Benjamin never liked Gunther Schuller’s orchestration of Treemonisha; it was done on the scale of nineteenth century grand opera, which Benjamin believed was a form completely unknown to Joplin. Joplin’s lost opera, A Guest of Honor, appears to have been performed by the kind of pit orchestra that would have been commonplace in the theaters of Joplin’s time, and for which Joplin himself both performed and wrote: eleven or twelve musicians, not a vast modern symphony orchestra. Indeed, it’s quite unlikely that Scott Joplin as a Black man would ever have been allowed to hear a grand opera performed.
So Benjamin re-orchestrated Treemonisha for the kind of ensemble that Joplin would have known. I’ve been listening to Benjamin’s version lately, and it’s just wonderful. This of course may not be everyone’s kind of thing, but it highlights a kind of chamber music that sits at the junction of popular song, classical song, and what would later become jazz. To me, it’s a great delight.

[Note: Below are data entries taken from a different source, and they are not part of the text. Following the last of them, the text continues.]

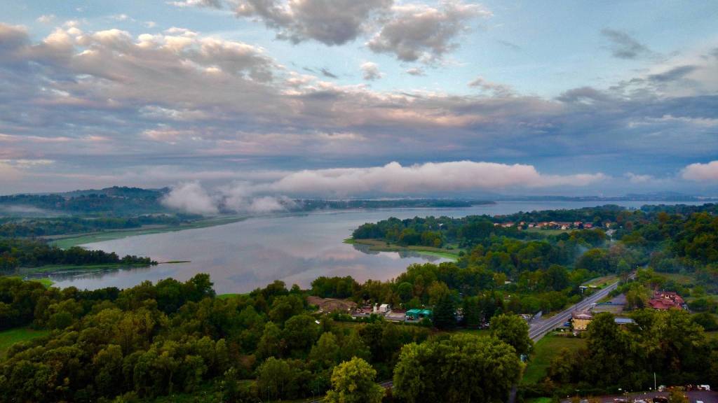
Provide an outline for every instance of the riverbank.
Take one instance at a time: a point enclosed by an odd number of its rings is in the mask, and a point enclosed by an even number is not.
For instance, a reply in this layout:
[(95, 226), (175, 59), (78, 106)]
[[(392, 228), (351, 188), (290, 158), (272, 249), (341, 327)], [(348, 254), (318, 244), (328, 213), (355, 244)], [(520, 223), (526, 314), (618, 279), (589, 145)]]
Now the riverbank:
[(73, 246), (100, 242), (103, 241), (111, 241), (127, 237), (134, 237), (136, 235), (146, 235), (149, 234), (161, 234), (163, 232), (174, 232), (175, 231), (184, 231), (185, 229), (194, 229), (197, 228), (205, 228), (207, 227), (215, 227), (216, 225), (224, 225), (246, 219), (248, 216), (232, 214), (228, 216), (214, 217), (210, 218), (200, 219), (187, 224), (179, 225), (157, 226), (151, 225), (141, 228), (132, 228), (129, 229), (116, 229), (110, 231), (101, 231), (98, 232), (88, 232), (85, 234), (72, 234), (67, 235), (55, 235), (47, 237), (46, 239), (50, 240), (50, 244), (61, 249), (67, 249)]
[(396, 244), (391, 244), (381, 240), (355, 240), (354, 238), (347, 238), (344, 240), (344, 243), (363, 245), (368, 250), (373, 252), (414, 252), (420, 255), (436, 256), (454, 261), (459, 260), (459, 252), (462, 250), (429, 246), (401, 246)]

I should add that I’m kind of a sucker for these smaller orchestrations. I am inclined to think that the rise of the big Mahleresque orchestra was a mistake. Music made by such a vast army always feels bombastic to me. I love the historically-informed-performance versions of Handel’s Messiah. I love the original version of Copland’s Appalachian Spring, scored for just thirteen players. I even love Lizst’s piano reductions of Beethoven’s symphonies – especially the ones performed by Glenn Gould. Rick Benjamin’s Treemonisha fits very much in that tradition of great effects produced on a modest scale.